On its construction it became one of many distinguished hotels in downtown Richmond that operated in the early part of the 20th century, including the Jefferson Hotel, Hotel Rueger, Murphy's Hotel, Hotel John Marshall and William Byrd Hotel. During the 1940s and 50s, it housed the studios of Richmond's top AM radio station, 1140 WRVA, and in 1948, it was joined by co-owned FM 94.5 WRVB (now WRVQ).

==Social History==

The hotel's mezzanine housed WRVA, Richmond's pioneering AM 50,000 watt radio station. From 1939 until its relocation, WRVA had the strongest broadcasting power of any station from Washington, D.C. to Atlanta. The station aired the popular variety show Sunshine Sue and Her Rangers as well as Capitol Squirrel.

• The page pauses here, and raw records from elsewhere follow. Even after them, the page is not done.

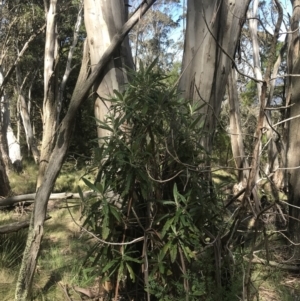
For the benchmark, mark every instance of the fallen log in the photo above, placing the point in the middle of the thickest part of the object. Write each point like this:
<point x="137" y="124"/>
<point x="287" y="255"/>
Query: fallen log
<point x="282" y="266"/>
<point x="54" y="196"/>
<point x="16" y="226"/>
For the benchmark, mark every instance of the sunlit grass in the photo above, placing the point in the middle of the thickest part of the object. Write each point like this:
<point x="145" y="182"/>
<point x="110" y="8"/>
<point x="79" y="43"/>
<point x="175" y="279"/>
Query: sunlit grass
<point x="63" y="248"/>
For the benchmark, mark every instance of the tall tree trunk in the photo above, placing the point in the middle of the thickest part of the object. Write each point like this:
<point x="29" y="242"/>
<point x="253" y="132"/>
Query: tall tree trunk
<point x="236" y="135"/>
<point x="211" y="24"/>
<point x="83" y="85"/>
<point x="31" y="143"/>
<point x="50" y="103"/>
<point x="293" y="99"/>
<point x="4" y="122"/>
<point x="103" y="19"/>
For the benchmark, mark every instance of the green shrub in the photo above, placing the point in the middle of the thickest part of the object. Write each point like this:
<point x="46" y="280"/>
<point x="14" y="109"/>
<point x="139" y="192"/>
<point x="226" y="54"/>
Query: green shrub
<point x="155" y="190"/>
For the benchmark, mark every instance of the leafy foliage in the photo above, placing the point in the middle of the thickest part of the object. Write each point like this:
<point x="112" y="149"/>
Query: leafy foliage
<point x="152" y="190"/>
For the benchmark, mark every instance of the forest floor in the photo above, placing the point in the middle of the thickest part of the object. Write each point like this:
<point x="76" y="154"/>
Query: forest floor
<point x="59" y="275"/>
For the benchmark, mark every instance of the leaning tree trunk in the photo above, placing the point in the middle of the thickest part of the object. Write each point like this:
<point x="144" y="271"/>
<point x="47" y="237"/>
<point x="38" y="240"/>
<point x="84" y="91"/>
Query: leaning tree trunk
<point x="213" y="30"/>
<point x="4" y="121"/>
<point x="83" y="85"/>
<point x="31" y="143"/>
<point x="103" y="19"/>
<point x="293" y="99"/>
<point x="236" y="135"/>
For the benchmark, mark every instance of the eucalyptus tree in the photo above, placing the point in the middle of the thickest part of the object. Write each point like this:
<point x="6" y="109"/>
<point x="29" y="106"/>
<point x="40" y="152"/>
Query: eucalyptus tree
<point x="159" y="35"/>
<point x="292" y="100"/>
<point x="102" y="21"/>
<point x="62" y="140"/>
<point x="212" y="33"/>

As the largest hotel immediately adjacent to Richmond's Capitol Square, the hotel had a central place in the political history of the city. Early in its life it was festooned with a Westmoreland Davis for Governor banner, and sometime in the early 19th century, it became headquarters for the state's Democratic party, with offices in the hotel's historic Parlor A. From the ballroom in 1926, the first Harry Byrd took control of the state with his Byrd Machine. At his inauguration party on the hotel's roof garden, he addressed the state on WRVA. In 1933, Gov. William M. Tuck set up an office in the building, and it was there Harry Byrd took over the seat of his father. It was, according to historian Jim Latimer, the room with the best view of the State Capitol and Executive Mansion. From the room, the final five Byrd governors (Battle, Stanley, J. Lindsay Almond, Albertis Harrison and Mills Godwin) ran their successful campaigns. In the 1970s, the building was the site of the state's tourism marketing efforts including the historic "Virginia Is For Lovers" campaign.

==Renovation==

The hotel was renovated in 2016 by the Commonwealth of Virginia, which relocated the Attorney General's office into the refurbished hotel from the nearby Pocohantas Building. It had previously been under threat of demolition. In the current plan, the old Murphy Hotel will be razed for parking and office space. Some scenes for Steven Spielberg's movie Lincoln were filmed in the building.